In terms of the final repayment, investors are subject to XLM price risk in the future. How do you protect your investors if Stellar is discontinued or goes to zero?
The payouts are always Euro-denominated. So even if the Lumens value was really low, the amount that we pay out will still represent the same Euro value. After token holders receive their payments, they are free to convert Lumens into fiat or other crypto-currencies immediately in order to not be exposed to Lumens. If Stellar as a blockchain disappear, something we regard as extremely unlikely, the claim of investors towards Bitbond would still exist. We would most likely define a new blockchain where tokens are being held.
How does Bitbond hedge Lumens (XLM) volatility and price risk, especially with respect to the bond's redemption date?
Bitbond holds only relatively small amounts of crypto and does therefore not bear a big price risk.
Why should someone invest in the STO and not buy Stellar Lumens instead (buy & hold)? Which risks do you anticipate for investors in relation to the STO?
The risk and return profile between the Bitbond token and Lumens is hugely different. Lumens are a highly volatile crypto-currency while the BB1 token is a bond that pays interest on a quarterly basis and will be bought back at its Euro denominated face value after ten years.
How did you decide on the 4% annual nominal yield plus a variable component as a sufficient compensation for the various risks (default risk, XLM price risk, early redemption risk) borne by the investors?
We compare the Bitbond token to other high yield investments. Corporates in the segment pay around 5-6% interest per year. We wanted to be a bit above that. When we combine the 4% fixed coupon plus the variable component as described in the answer above the return should be in the 7-8% range.
How does the bond rank in terms of seniority and collateralization?
The issuer of the Bitbond token is a dedicated company, Bitbond FInance GmbH. The bond is junior to other creditors, however the company does not take on any other debt.

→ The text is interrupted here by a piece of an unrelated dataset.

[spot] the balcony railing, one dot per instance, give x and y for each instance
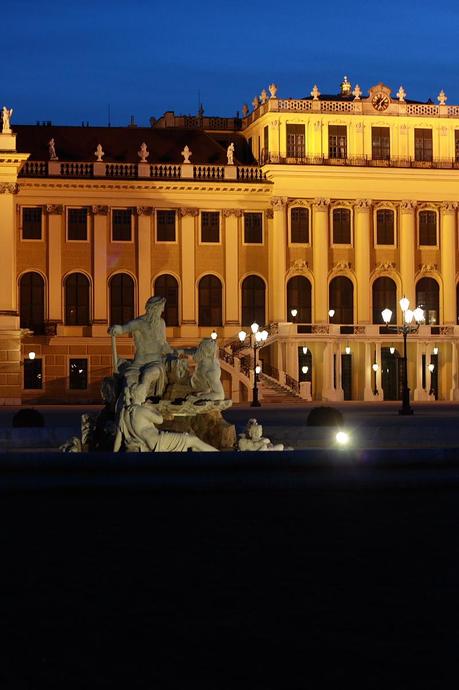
(143, 171)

The proceeds are being invested in a diversified portfolio of business loans via the Bitbond platform which are effectively the collateral for bond holders.
Any recommendations for other (German) blockchain startups which want to run on STO? Which startups should NOT do an STO?

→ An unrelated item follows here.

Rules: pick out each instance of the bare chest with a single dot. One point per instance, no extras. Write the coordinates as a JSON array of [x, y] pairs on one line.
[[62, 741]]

STOs are a great way to raise money if the company already is up and running for one or two years. You need to have a functioning team to manage the entire issuance process. At the same time it’s leaner than to issue a conventional security and therefore more accessible to early stage companies.
What is your fundraising goal? On your website you current run rate is 2mn, however your hard cap according to your whitepaper is 100mn. Which final number would you consider a success?
We have eight more weeks to go. If we reach 3 million in total proceeds the project is a huge success for us. Everything above would be a plus.